The Montessori preschool program focuses on five areas of child development: practical life, sensory awareness, language arts, math skills and cultural subjects. Through the course of the day, these areas are addressed. In practical life, children are taught to take care of themselves with basic, daily activities such as going to the bathroom or tying a shoelace.
Sensory awareness focuses on employing all five senses in learning, so the children are shown to stop and access textures, sights and sounds.
Language arts begins the basics for these children with verbalization and even learning to write the alphabet.
Teachers use simple math skills with hands-on models. Other subjects, such as other cultures, animals, music, telling time, some history, science and art are covered in the cultural subjects portion of the teaching.
In the High/Scope approach, the curriculum is divided into 10 categories: creative representation, language and literacy, social relations, movement, music, classification, seriation, numbers, space and time. Children learn to role-play and imitate in creative representation. In language and literacy, children are exposed to stories and are active in telling and scribbling them. Social relations help the children learn problem-solving and relationship-building skills. Movement is a physical regime of bending, dancing and running, developing coordination. Music training includes singing and playing instruments. In studying classifications, children learn to sort and match elements along with describing shapes. Seriation helps children learn to organize things by order. Children are taught counting skills in the numbers area. And in space, they learn concepts relating to filling and emptying space. The time area covers topics such as telling time, along with the starting, stopping and sequencing of things.

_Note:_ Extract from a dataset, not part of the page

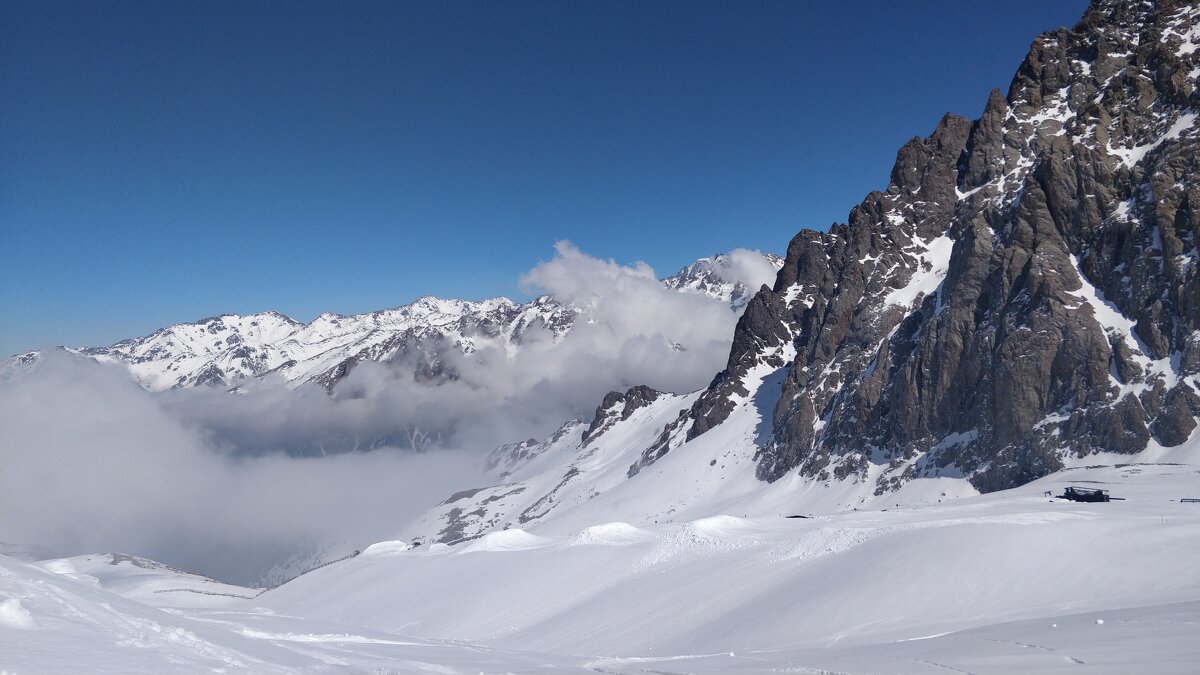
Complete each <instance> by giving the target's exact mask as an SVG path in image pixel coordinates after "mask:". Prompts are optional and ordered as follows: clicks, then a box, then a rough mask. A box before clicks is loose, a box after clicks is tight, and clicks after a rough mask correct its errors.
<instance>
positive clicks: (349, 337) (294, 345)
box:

The Bank Street program is less structured than the Montessori or Waldorf programs. Its strategy focuses on child-centered education, believing that children are active learners, experimenters, artists and explorers. The goal is for children to develop physically, emotionally, cognitively and socially. In this program, preschool children play with toys that typically stimulate the imagination, such as blocks, clay, puzzles, art supplies, water, etc. Children are allowed to play alone or in groups, effectively taking control of their own development. Teaching tends to be free-form, without a strict classroom schedule.